En la zona de animales se vendía todo en vivo. Nos
llamó la atención las mujeres que vendían perros pequeños que, según nos
dijeron, podían pasar a ser calientes unos días después. Iban vestidas con los
trajes típicos de su pueblo y mantenían una aparente indiferencia respecto a
los perricos. Yo me acerqué a uno de ellos y mientras estuve haciéndole mimos nadie
me dijo nada. Cuando un hombre de por allí se puso a medio metro de los perros,
se dirigieron a él y se pusieron manos a la obra en el negocio. Por lo visto es
un plato exquisito, aunque viendo aquellos cachorros tan magicos no me hago a
la idea. Si tuviera que comprar los animales vivos y luego matarlos, me haría
vegetariano.
El espacio para los caballos era un descampado muy
grande donde los compradores y vendedores se cobijaban del sol en una taberna
improvisada debajo de un tenderete construido con cuatro palos y una lona. Allí
se jugaba la pasta, se ultimaban las transacciones o se enzarzaban en broncas
que la policía apaciguaba a base de garrote. Que es lo que ocurrió cuando se
formó un pequeño alboroto. Eso sí, a los polis se les identificaba por el casco
cutre de moto y la porra, por lo demás iban como el resto.

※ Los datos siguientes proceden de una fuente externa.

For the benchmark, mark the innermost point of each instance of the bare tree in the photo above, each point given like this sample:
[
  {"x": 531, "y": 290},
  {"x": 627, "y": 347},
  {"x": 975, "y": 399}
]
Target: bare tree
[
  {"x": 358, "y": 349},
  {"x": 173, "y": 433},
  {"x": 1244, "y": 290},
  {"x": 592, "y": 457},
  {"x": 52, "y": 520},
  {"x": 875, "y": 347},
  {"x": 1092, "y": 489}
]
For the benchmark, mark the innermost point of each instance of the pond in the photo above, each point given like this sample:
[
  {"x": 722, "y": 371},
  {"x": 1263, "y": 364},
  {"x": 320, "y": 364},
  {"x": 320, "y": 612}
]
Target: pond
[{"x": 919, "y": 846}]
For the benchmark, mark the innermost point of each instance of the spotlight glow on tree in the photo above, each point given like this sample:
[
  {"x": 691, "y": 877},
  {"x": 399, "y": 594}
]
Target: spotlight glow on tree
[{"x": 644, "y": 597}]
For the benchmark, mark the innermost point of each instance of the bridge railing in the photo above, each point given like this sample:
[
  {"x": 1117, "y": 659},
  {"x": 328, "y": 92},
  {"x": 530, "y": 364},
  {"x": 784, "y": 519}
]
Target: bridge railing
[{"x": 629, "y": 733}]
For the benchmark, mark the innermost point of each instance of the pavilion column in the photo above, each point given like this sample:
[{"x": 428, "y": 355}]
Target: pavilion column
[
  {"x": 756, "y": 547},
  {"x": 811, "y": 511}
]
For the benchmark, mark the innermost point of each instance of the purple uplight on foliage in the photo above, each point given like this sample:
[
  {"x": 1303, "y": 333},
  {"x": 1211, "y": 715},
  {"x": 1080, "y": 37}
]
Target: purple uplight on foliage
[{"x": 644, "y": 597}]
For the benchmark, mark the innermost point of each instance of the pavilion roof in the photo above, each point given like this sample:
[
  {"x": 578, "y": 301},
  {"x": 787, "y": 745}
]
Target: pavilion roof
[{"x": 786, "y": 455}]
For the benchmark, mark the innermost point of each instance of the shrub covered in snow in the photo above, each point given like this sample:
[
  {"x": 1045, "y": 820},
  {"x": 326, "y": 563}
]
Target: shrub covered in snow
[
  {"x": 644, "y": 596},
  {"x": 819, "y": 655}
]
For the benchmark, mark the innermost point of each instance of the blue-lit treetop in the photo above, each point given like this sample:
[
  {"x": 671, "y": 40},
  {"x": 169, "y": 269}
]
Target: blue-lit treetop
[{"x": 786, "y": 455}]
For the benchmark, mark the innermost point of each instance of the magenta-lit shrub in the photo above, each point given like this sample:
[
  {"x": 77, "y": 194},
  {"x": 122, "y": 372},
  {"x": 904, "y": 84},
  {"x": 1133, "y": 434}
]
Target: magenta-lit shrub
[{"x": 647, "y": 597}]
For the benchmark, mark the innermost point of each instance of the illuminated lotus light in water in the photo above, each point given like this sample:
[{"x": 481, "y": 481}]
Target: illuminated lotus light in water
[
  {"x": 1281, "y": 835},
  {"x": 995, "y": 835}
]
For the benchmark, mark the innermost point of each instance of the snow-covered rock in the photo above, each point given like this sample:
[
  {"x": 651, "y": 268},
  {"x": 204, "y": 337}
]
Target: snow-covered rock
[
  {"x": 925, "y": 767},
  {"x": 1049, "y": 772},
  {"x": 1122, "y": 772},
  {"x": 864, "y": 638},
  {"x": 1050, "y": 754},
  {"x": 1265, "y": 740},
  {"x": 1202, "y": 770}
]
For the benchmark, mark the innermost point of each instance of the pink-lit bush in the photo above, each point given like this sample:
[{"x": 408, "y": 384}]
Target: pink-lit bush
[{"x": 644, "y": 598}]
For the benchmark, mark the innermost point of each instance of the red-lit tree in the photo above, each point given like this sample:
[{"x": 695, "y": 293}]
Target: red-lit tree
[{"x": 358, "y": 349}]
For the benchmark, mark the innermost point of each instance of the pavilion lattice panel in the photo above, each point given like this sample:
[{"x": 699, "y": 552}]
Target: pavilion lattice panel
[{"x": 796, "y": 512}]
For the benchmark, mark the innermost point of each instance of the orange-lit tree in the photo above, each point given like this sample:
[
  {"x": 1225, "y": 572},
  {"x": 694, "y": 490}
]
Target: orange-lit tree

En una bajera se vendía pescado fresco. Una señora se
metía en una especie de piscina donde estaban los peces, los agarraba, los pesaba
y tira. Justo al lado habían matado un caballo. El carnicero se dedicaba a
chamuscar con un soplete las patas (desde la rodilla al casco) y la cabeza.
Todo se apoyaba sobre el suelo, no se colgaba. El olor a carne quemada era
insoportable, pero a los nativos no les debía molestar porque estaban
entusiasmados viendo y comprando.
Cuando ya el mercado se empezaba a despejar, fuimos al
hotel, cogimos las mochilas y nos fuimos a Sa Pa, antigua estación de veraneo
de los colonos franceses. Nos hospedamos en el Cau May, un caserón habilitado
para mochileros, muy acogedor, a las afueras de Sa Pa, con vistas a los campos
de arroz, a un gallinero y a unos corrales.